Do you feel as if you are getting the most out of Evernote? Me neither. I am living in the notion that I am not getting nearly as much out of it as I could. So I’ve decided to tinker way more with it lately. And I’ve came to some simple and obvious solutions, but they need some slight habit changing in order for you to get the benefit.

There are two major activities related to Evernote:
- Collecting information
- Retrieving information
Collecting information is the most polished part of Evernote. There are endless ways for you to clip content, record audio, save images. All of it at your disposal, in every browser, on every platform. Wherever you are, Evernote is with you, allowing you to store information that you want to remember forever.
But retrieving information is a bit tricky. Unlike clipping and saving, which is easy, retrieving information is not so intuitive; it’s more of a power user feature. As an Evernote newbie you are most likely exposed to the feeling that you don’t know how to locate your stuff. Therefore, I believe it’s of extreme importance to learn the search operators. They are the powerhouse for easy access to your information.

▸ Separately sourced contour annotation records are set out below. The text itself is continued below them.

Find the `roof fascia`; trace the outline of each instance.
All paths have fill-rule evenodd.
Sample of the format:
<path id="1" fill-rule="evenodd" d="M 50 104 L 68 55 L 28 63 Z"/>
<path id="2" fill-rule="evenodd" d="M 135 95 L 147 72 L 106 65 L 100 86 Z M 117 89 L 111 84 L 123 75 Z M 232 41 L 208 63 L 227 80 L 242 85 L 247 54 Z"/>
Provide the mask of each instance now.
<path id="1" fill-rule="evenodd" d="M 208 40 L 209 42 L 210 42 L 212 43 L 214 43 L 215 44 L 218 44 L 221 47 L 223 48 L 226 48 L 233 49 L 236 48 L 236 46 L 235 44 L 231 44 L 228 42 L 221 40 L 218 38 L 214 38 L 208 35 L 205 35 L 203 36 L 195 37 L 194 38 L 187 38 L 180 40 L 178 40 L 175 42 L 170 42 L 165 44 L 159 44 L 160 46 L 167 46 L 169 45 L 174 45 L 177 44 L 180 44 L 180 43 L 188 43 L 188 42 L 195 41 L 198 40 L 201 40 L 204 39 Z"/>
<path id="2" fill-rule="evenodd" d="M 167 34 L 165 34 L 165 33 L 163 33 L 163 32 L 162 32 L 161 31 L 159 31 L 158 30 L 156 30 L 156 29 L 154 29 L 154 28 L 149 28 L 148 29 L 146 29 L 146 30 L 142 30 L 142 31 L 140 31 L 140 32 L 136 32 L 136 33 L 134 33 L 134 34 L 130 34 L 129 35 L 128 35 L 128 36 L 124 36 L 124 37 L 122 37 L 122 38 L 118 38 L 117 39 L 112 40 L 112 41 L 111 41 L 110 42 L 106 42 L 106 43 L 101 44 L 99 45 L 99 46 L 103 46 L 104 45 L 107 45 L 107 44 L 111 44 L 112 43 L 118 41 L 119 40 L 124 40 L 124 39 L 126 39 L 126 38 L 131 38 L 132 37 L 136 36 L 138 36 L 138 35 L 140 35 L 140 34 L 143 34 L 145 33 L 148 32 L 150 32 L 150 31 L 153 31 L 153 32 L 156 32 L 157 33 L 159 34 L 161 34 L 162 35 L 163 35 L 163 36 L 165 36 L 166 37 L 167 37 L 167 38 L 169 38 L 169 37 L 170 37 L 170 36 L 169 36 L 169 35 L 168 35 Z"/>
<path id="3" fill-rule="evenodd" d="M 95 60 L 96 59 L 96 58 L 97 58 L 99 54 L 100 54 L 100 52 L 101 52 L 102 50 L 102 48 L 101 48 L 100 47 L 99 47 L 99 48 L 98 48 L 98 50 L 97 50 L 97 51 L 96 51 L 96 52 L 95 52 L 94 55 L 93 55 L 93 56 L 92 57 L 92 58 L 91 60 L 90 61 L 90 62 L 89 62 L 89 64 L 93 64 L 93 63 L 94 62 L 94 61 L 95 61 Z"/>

People often blame Evernote itself for not making these easier, but honestly, that is the nature of the database beast. I am pretty sure that regular people have never worked in the terms of having almost everything in “one” place. As this is the new paradigm, it requires some habit building.
Upgrading Evernote to a mental context
Evernote became essential part of my brain. It’s my “mind room”. It’s a place in which I work, operate, think, doodle, save photos. The world outside is being collected inside of my digital brain. Quite frankly you don’t need Evernote for all of this, but in my experience, the match of ubiquity on all of platforms, optical character recognition and internal note linking make it a note taking champion in my world. Offering me the perspective that neither of the platforms did so far.
Contextual mental search
Every time you are thinking about an idea, you could do an Evernote search as a starting point. So far I was really good at collecting information I thought I would need in the future, but accessing them and retrieving was the point of failure. It was a bottleneck of my note taking productivity.
Now I am making a conscious effort to access my thoughts on a regular basis. The more of conscious effort you create, the more likely you are to form a habit of accessing your previous thoughts, in return strengthening your synapses to connect with the ideas that you have collected.
Basically, making a muscle memory and mindset how to access information that you store in your external memory. There is absolutely no point in storing things for later, if you aren’t accessing them.
Doing your own thinking in Evernote
As I am writing this file, I can explore what I’ve previously clipped in my “memory” bucket. I can always know that there is my external mind out there, and instead of just considering it as a memory dump, that I might use one day, I’ve decided to make a conscious decision to make the most out of it.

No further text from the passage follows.